Key words: ovary, morphology, histology, antral follicles, pre-antral follicles, collared peccary.


La sustentabilidad y la producción de pecarí de collar (Pecari tajacu) han sido estudiados en los últimos años, sin embargo, más información sobre su reproducción es necesaria para el éxito de los sistemas de crianza . La comprensión de los aspectos relacionados con la foliculogénesis contribuirá con la aplicación de biotécnicas de reproducción, las cuales son útiles en la preservación y la producción de la vida silvestre. El objetivo de este estudio fue obtener datos sobre la población folicular del ovario de pecarí de collar.

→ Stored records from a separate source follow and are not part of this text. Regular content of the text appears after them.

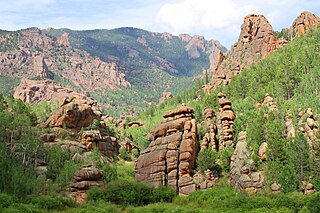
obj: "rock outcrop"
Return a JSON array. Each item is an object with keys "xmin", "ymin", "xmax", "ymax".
[
  {"xmin": 230, "ymin": 132, "xmax": 264, "ymax": 192},
  {"xmin": 13, "ymin": 79, "xmax": 96, "ymax": 105},
  {"xmin": 212, "ymin": 14, "xmax": 279, "ymax": 86},
  {"xmin": 135, "ymin": 106, "xmax": 197, "ymax": 195},
  {"xmin": 33, "ymin": 55, "xmax": 52, "ymax": 78},
  {"xmin": 45, "ymin": 100, "xmax": 94, "ymax": 129},
  {"xmin": 186, "ymin": 35, "xmax": 205, "ymax": 59},
  {"xmin": 210, "ymin": 12, "xmax": 320, "ymax": 87},
  {"xmin": 68, "ymin": 166, "xmax": 104, "ymax": 203},
  {"xmin": 0, "ymin": 28, "xmax": 130, "ymax": 92},
  {"xmin": 57, "ymin": 32, "xmax": 71, "ymax": 47},
  {"xmin": 289, "ymin": 11, "xmax": 320, "ymax": 39},
  {"xmin": 193, "ymin": 169, "xmax": 218, "ymax": 189},
  {"xmin": 201, "ymin": 108, "xmax": 217, "ymax": 150},
  {"xmin": 81, "ymin": 130, "xmax": 119, "ymax": 156},
  {"xmin": 217, "ymin": 92, "xmax": 236, "ymax": 150},
  {"xmin": 298, "ymin": 108, "xmax": 320, "ymax": 150},
  {"xmin": 159, "ymin": 92, "xmax": 173, "ymax": 104}
]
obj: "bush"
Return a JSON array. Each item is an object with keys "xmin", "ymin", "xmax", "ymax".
[
  {"xmin": 153, "ymin": 187, "xmax": 177, "ymax": 202},
  {"xmin": 106, "ymin": 179, "xmax": 176, "ymax": 206},
  {"xmin": 86, "ymin": 187, "xmax": 106, "ymax": 201},
  {"xmin": 307, "ymin": 192, "xmax": 320, "ymax": 213},
  {"xmin": 106, "ymin": 179, "xmax": 153, "ymax": 206},
  {"xmin": 0, "ymin": 193, "xmax": 13, "ymax": 210},
  {"xmin": 27, "ymin": 195, "xmax": 75, "ymax": 211}
]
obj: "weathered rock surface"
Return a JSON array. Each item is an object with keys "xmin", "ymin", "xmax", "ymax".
[
  {"xmin": 81, "ymin": 130, "xmax": 119, "ymax": 157},
  {"xmin": 135, "ymin": 106, "xmax": 197, "ymax": 195},
  {"xmin": 258, "ymin": 142, "xmax": 268, "ymax": 160},
  {"xmin": 211, "ymin": 14, "xmax": 279, "ymax": 86},
  {"xmin": 159, "ymin": 92, "xmax": 173, "ymax": 104},
  {"xmin": 230, "ymin": 132, "xmax": 264, "ymax": 192},
  {"xmin": 210, "ymin": 12, "xmax": 320, "ymax": 87},
  {"xmin": 0, "ymin": 28, "xmax": 130, "ymax": 92},
  {"xmin": 186, "ymin": 35, "xmax": 205, "ymax": 59},
  {"xmin": 68, "ymin": 166, "xmax": 104, "ymax": 203},
  {"xmin": 13, "ymin": 79, "xmax": 96, "ymax": 106},
  {"xmin": 201, "ymin": 108, "xmax": 217, "ymax": 150},
  {"xmin": 45, "ymin": 100, "xmax": 95, "ymax": 129},
  {"xmin": 193, "ymin": 169, "xmax": 218, "ymax": 189},
  {"xmin": 57, "ymin": 32, "xmax": 71, "ymax": 47},
  {"xmin": 217, "ymin": 93, "xmax": 235, "ymax": 150},
  {"xmin": 289, "ymin": 11, "xmax": 320, "ymax": 39},
  {"xmin": 298, "ymin": 108, "xmax": 320, "ymax": 152}
]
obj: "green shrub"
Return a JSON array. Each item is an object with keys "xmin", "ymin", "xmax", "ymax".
[
  {"xmin": 307, "ymin": 192, "xmax": 320, "ymax": 213},
  {"xmin": 153, "ymin": 187, "xmax": 177, "ymax": 202},
  {"xmin": 27, "ymin": 195, "xmax": 75, "ymax": 211},
  {"xmin": 86, "ymin": 187, "xmax": 106, "ymax": 201},
  {"xmin": 0, "ymin": 193, "xmax": 13, "ymax": 210},
  {"xmin": 106, "ymin": 179, "xmax": 153, "ymax": 206}
]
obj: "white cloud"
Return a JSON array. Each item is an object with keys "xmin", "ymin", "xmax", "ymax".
[
  {"xmin": 155, "ymin": 0, "xmax": 320, "ymax": 46},
  {"xmin": 157, "ymin": 0, "xmax": 255, "ymax": 31}
]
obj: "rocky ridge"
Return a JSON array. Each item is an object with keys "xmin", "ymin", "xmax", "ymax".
[
  {"xmin": 135, "ymin": 106, "xmax": 197, "ymax": 195},
  {"xmin": 210, "ymin": 12, "xmax": 320, "ymax": 87},
  {"xmin": 0, "ymin": 28, "xmax": 130, "ymax": 91}
]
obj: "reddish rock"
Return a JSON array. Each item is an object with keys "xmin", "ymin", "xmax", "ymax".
[
  {"xmin": 69, "ymin": 166, "xmax": 104, "ymax": 203},
  {"xmin": 13, "ymin": 79, "xmax": 99, "ymax": 106},
  {"xmin": 81, "ymin": 130, "xmax": 119, "ymax": 157},
  {"xmin": 159, "ymin": 92, "xmax": 173, "ymax": 104},
  {"xmin": 230, "ymin": 132, "xmax": 264, "ymax": 193},
  {"xmin": 289, "ymin": 11, "xmax": 320, "ymax": 39},
  {"xmin": 45, "ymin": 102, "xmax": 94, "ymax": 129},
  {"xmin": 258, "ymin": 142, "xmax": 268, "ymax": 160},
  {"xmin": 135, "ymin": 106, "xmax": 197, "ymax": 194},
  {"xmin": 57, "ymin": 32, "xmax": 71, "ymax": 47},
  {"xmin": 0, "ymin": 28, "xmax": 130, "ymax": 92}
]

En relación con la población folicular en el ovario derecho, los valores de los folículos primordiales y primarios fueron similares, pero se observó que había una diferencia significativa (p<0.05) con el secundario. En el ovario izquierdo, la fase folicular presentó diferencias significativas (p<0.05) entre todos los folículos, y en la fase lútea el número medio de folículos primordiales y primarios fueron similares. Ahora bien, con respecto a la población de folículos antrales, en la fase folicular, se observaron diferencias significativas entre los ovarios (p<0.05), y de forma similar en la fase lútea. También se encontraron diferencias significativas en el diámetro medio de los folículos preantrales, oocitos, la capa granulosa y el núcleo del oocito durante las fases del ciclo estral. Asimismo, en los folículos antrales se observó diferencia estadísticamente significativa (p<0.05) en el diámetro folicular. En ambas fases del ciclo estral, se encontró el predominio de folículos primordiales y primarios en desarrollo, por otro lado, los folículos secundarios y los folículos antrales mostraron un alto grado de degeneración. Los resultados aquí presentes son necesarios para el desarrollo de los programas de mejoramiento y conservación.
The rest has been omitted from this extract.